Tuesday, August 27, 2013: Recently, Mercom Capital Group came out with its latest quarterly reports saying that anti-dumping cases, local content requirements along with cost-dominated tendering processes are restricting India’s solar energy growth.
Several state governments have commissioned gigawatt-scale tenders, however, in L1 bidding processes, potential suppliers are supposed to match the lowest bid and so, to fulfill this task the suppliers have compromised on quality. This has also resulted in discouraging investors.

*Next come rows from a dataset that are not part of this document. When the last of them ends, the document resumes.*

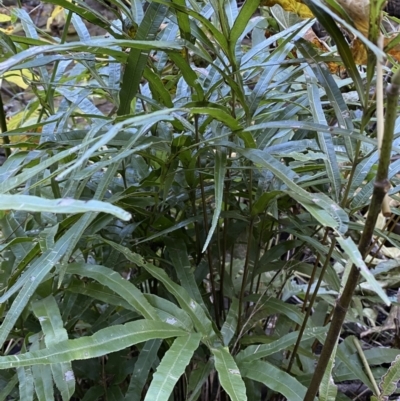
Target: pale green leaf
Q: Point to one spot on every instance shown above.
(219, 177)
(145, 361)
(354, 254)
(172, 366)
(118, 284)
(103, 342)
(275, 379)
(228, 329)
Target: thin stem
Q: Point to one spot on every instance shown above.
(381, 186)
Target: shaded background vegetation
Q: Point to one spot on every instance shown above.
(182, 200)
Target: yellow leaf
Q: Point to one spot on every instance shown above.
(4, 18)
(17, 78)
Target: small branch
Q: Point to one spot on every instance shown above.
(381, 187)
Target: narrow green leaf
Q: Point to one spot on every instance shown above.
(325, 140)
(219, 115)
(104, 45)
(275, 379)
(46, 310)
(43, 381)
(25, 379)
(354, 254)
(67, 205)
(14, 182)
(198, 377)
(229, 374)
(179, 257)
(105, 341)
(320, 206)
(31, 280)
(172, 366)
(6, 390)
(200, 320)
(228, 329)
(137, 60)
(42, 376)
(140, 374)
(255, 352)
(327, 388)
(183, 20)
(246, 12)
(390, 380)
(118, 284)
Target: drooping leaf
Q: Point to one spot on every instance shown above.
(103, 342)
(172, 366)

The original rate fixed at US$0.09 per kWh during Tamil Nadu’s 1GW tender in December, 2012 had to be revised to US$0.11 per kWh for the reason that earlier price was unviable. Financial institutions informed Mercom that even this higher rate failed to attract investors’ interest.

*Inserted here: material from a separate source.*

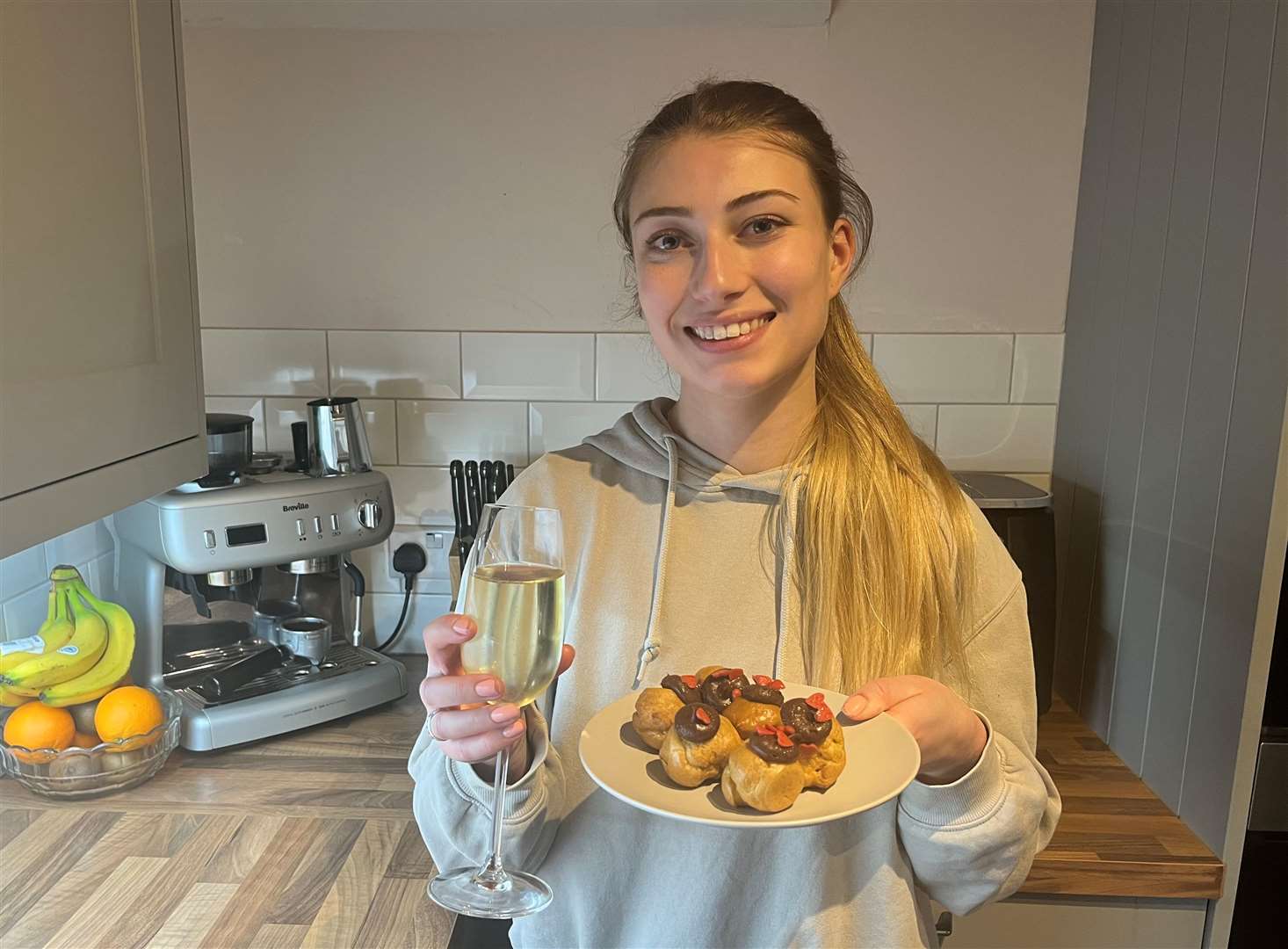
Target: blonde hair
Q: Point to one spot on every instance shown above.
(884, 537)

Moreover, it stated that anti-dumping measures have ‘paralysed’ the sector and though some developers are happy to make use of local products, lack of enough warranties is posing a problem to it. In addition to it, the electricity regulators have failed to enforce renewable obligations, which is also slackening the growth of solar.
However, Mercom is hopeful that more boards will follow the path of Maharashtra’s Electricity Regulatory Commission (MERC), which has set an example by announcing fines for energy producers, who are unable to meet renewable obligations.
Hence, India is considering to make an investment of US$7.9 Billion in its electricity grid with a views to bring more solar online. Recently, an effort to decrease the rate paid for solar electricity in Gujarat was disapproved by the state’s electricity commission.